Lab Medicine Significance 7/10

Biomarkers for Type 2 Diabetes: From Glycemic Indices to Cardiac Risk Stratification

As type 2 diabetes prevalence increases globally, biomarkers serve critical roles across the disease continuum from prediction and diagnosis to monitoring and cardiovascular risk stratification. While glycemic indices remain diagnostic cornerstones, the addition of high-sensitivity troponin and natriuretic peptides significantly improves cardiovascular risk model performance beyond traditional clinical features. Better standardization of insulin assays and novel biomarkers reflecting underlying pathogenic mechanisms of dysglycemia are needed for earlier identification and mechanism-based therapeutic targeting.

The original study

Use of Biomarkers in Predicting the Onset, Monitoring the Progression, and Risk Stratification for Patients with Type 2 Diabetes Mellitus.

Authors
Scirica BM
Journal
Clinical chemistry
Type
Journal Article, Review
PMID
28062618
Read the original study →

Original abstract

BACKGROUND: As the worldwide prevalence of type 2 diabetes mellitus (T2DM) increases, it is even more important to develop cost-effective methods to predict and diagnose the onset of diabetes, monitor progression, and risk stratify patients in terms of subsequent cardiovascular and diabetes complications.
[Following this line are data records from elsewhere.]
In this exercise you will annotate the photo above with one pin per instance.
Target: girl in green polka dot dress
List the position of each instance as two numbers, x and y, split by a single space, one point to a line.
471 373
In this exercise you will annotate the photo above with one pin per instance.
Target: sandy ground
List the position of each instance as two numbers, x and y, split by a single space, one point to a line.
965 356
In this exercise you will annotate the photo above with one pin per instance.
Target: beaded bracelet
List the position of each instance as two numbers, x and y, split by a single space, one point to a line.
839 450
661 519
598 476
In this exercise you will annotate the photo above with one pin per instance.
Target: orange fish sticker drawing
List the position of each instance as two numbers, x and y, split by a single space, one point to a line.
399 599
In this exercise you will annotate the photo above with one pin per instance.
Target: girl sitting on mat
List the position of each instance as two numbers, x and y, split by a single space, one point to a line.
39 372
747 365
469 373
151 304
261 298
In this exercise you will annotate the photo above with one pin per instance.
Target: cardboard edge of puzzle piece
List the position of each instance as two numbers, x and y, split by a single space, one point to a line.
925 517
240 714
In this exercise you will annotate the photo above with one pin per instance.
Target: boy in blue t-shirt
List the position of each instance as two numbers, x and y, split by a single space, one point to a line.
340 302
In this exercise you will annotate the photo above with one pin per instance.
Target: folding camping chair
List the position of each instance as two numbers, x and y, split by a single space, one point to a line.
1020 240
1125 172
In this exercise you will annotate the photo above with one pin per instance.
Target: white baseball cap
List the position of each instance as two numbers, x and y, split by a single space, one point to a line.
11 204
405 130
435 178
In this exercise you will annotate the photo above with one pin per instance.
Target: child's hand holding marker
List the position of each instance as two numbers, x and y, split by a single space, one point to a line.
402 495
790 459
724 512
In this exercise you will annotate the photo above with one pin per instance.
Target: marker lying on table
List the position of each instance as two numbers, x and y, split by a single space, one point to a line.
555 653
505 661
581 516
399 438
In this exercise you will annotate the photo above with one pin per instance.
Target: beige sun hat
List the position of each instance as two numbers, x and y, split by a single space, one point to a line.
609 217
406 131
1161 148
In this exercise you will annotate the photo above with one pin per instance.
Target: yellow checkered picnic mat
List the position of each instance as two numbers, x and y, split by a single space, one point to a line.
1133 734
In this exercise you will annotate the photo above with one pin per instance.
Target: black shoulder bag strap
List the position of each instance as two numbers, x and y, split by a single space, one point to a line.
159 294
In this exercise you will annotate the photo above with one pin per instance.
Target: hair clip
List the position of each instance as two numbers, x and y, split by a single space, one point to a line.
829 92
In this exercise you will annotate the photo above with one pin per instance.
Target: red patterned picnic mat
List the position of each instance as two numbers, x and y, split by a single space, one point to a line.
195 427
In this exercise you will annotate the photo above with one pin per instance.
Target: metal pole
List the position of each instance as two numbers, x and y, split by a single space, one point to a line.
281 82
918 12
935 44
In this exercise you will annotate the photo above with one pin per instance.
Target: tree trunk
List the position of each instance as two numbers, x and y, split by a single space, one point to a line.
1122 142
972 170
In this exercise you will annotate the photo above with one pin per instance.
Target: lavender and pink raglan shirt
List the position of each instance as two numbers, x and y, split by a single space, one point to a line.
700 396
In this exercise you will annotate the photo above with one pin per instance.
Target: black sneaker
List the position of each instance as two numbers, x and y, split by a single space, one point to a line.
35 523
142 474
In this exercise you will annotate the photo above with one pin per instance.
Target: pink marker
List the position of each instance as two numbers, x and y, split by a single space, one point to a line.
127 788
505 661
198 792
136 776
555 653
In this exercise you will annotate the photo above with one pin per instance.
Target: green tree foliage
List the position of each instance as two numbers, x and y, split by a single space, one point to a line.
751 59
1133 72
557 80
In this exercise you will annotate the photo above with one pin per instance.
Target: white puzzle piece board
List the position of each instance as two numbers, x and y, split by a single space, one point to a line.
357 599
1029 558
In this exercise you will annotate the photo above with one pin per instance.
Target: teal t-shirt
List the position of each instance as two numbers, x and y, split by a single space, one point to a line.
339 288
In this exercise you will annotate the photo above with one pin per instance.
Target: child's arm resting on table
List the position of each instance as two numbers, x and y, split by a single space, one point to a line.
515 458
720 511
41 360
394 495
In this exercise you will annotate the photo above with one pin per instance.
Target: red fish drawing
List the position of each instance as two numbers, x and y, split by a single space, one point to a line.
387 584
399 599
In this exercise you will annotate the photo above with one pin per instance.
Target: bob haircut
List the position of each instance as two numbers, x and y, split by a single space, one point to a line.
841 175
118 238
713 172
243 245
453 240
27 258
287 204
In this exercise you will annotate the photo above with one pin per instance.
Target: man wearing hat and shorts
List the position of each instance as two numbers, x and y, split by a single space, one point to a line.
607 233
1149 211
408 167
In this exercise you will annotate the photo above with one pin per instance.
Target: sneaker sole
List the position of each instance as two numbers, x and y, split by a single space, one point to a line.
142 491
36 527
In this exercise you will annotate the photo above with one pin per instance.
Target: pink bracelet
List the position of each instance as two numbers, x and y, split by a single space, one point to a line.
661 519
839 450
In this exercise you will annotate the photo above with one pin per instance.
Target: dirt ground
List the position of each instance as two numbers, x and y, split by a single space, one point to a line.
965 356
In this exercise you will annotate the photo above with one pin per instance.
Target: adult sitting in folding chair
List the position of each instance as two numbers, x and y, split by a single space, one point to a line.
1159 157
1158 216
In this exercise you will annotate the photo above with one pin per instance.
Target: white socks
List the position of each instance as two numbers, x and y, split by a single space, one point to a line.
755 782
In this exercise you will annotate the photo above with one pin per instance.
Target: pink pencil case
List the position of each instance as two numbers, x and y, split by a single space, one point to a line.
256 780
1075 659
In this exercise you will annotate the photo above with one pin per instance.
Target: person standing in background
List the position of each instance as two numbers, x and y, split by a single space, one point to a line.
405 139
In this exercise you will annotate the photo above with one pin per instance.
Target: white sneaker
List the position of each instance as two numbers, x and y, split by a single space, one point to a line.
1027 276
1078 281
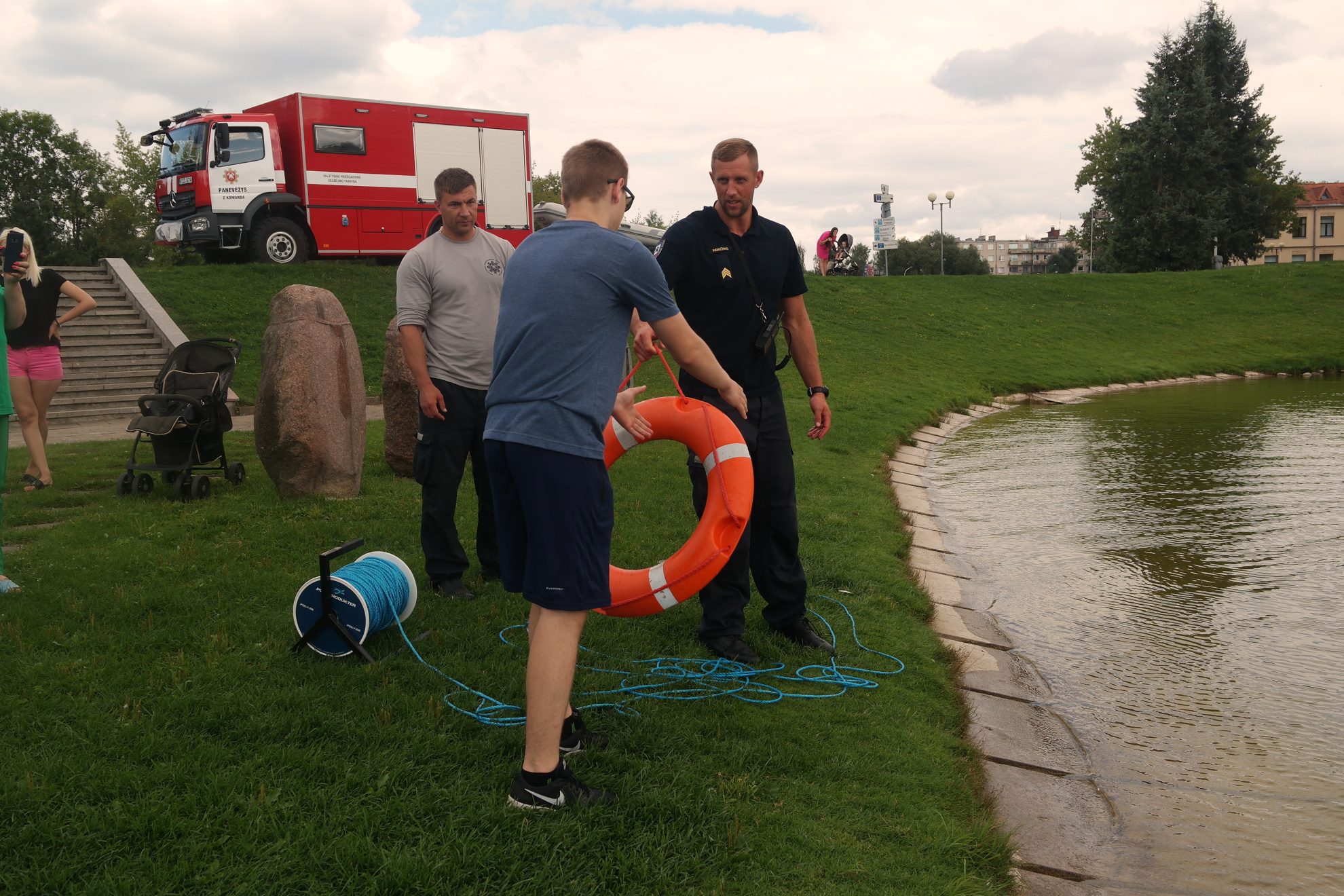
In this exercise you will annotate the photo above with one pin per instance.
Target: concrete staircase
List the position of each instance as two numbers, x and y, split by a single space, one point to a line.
112 354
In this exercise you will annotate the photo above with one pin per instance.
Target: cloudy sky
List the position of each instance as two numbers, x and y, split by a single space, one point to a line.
987 98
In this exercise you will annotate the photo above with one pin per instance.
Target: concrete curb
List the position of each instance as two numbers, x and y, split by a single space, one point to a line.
1065 828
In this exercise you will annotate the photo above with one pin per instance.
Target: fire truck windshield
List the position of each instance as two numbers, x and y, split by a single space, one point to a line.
186 152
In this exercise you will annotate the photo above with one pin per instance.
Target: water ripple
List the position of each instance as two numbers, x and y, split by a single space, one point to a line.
1171 562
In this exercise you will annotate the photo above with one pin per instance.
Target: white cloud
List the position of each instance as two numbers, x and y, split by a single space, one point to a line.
1049 64
835 109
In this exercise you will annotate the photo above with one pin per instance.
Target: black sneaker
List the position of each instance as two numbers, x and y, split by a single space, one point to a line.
577 738
453 589
563 789
802 633
732 648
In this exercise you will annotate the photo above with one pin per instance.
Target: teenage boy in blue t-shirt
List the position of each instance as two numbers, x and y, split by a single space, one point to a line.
569 296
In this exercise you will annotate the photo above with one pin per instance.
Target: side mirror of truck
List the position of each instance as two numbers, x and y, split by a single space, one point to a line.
221 143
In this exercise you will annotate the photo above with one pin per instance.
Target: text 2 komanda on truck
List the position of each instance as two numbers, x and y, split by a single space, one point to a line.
308 176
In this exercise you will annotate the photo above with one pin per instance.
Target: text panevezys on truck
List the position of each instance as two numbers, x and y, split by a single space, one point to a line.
308 176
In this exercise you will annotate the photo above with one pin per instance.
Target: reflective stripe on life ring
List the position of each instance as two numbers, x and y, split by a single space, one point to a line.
728 466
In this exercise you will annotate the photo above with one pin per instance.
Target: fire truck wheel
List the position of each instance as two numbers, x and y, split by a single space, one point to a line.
278 241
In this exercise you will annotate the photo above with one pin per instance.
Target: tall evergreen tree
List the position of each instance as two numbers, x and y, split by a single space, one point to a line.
1199 167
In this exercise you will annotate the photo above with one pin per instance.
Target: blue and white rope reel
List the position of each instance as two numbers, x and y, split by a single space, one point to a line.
367 595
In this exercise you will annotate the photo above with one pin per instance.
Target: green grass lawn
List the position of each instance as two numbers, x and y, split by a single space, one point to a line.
160 738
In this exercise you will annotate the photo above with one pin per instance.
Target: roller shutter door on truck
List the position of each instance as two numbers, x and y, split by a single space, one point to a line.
504 160
438 147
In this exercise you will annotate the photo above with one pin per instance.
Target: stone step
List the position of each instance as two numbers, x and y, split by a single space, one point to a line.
115 346
119 386
109 403
94 329
105 312
77 417
111 371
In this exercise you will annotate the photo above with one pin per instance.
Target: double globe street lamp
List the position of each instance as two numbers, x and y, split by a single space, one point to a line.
933 200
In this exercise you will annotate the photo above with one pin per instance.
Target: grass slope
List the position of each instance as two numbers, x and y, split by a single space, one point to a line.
160 738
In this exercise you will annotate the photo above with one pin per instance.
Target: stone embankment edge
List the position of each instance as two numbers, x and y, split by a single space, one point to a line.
1065 829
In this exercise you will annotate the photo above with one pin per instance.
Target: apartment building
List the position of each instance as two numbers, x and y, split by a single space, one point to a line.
1024 256
1315 237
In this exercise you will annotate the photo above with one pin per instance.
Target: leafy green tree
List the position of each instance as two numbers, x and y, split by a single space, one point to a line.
1199 164
52 185
654 219
547 187
1064 261
123 226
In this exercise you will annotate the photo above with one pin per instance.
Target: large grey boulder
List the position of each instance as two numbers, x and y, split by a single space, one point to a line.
401 405
310 422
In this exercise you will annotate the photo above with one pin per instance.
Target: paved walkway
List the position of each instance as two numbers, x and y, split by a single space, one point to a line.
116 430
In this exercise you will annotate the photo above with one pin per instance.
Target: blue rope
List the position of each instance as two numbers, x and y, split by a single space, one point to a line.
684 679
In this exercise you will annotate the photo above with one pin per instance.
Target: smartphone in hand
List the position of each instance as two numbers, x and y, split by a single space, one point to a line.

CONTENT: Nonlaboratory clinical risk scores based on risk factors and anthropomorphic data can help identify patients at greatest risk of developing diabetes, but glycemic indices (hemoglobin A1c, fasting plasma glucose, and oral glucose tolerance tests) are the cornerstones for diagnosis, and the basis for monitoring therapy. Although family history is a strong predictor of T2DM, only small populations of patients carry clearly identifiable genetic mutations. Better modalities for detection of insulin resistance would improve earlier identification of dysglycemia and guide effective therapy based on therapeutic mechanisms of action, but improved standardization of insulin assays will be required. Although clinical risk models can stratify patients for subsequent cardiovascular risk, the addition of cardiac biomarkers, in particular, high-sensitivity troponin and natriuretic peptide provide, significantly improves model performance and risk stratification. CONCLUSIONS: Much more research, prospectively planned and with clear treatment implications, is needed to define novel biomarkers that better identify the underlying pathogenic etiologies of dysglycemia. When compared with traditional risk features, biomarkers provide greater discrimination of future risk, and the integration of cardiac biomarkers should be considered part of standard risk stratification in patients with T2DM.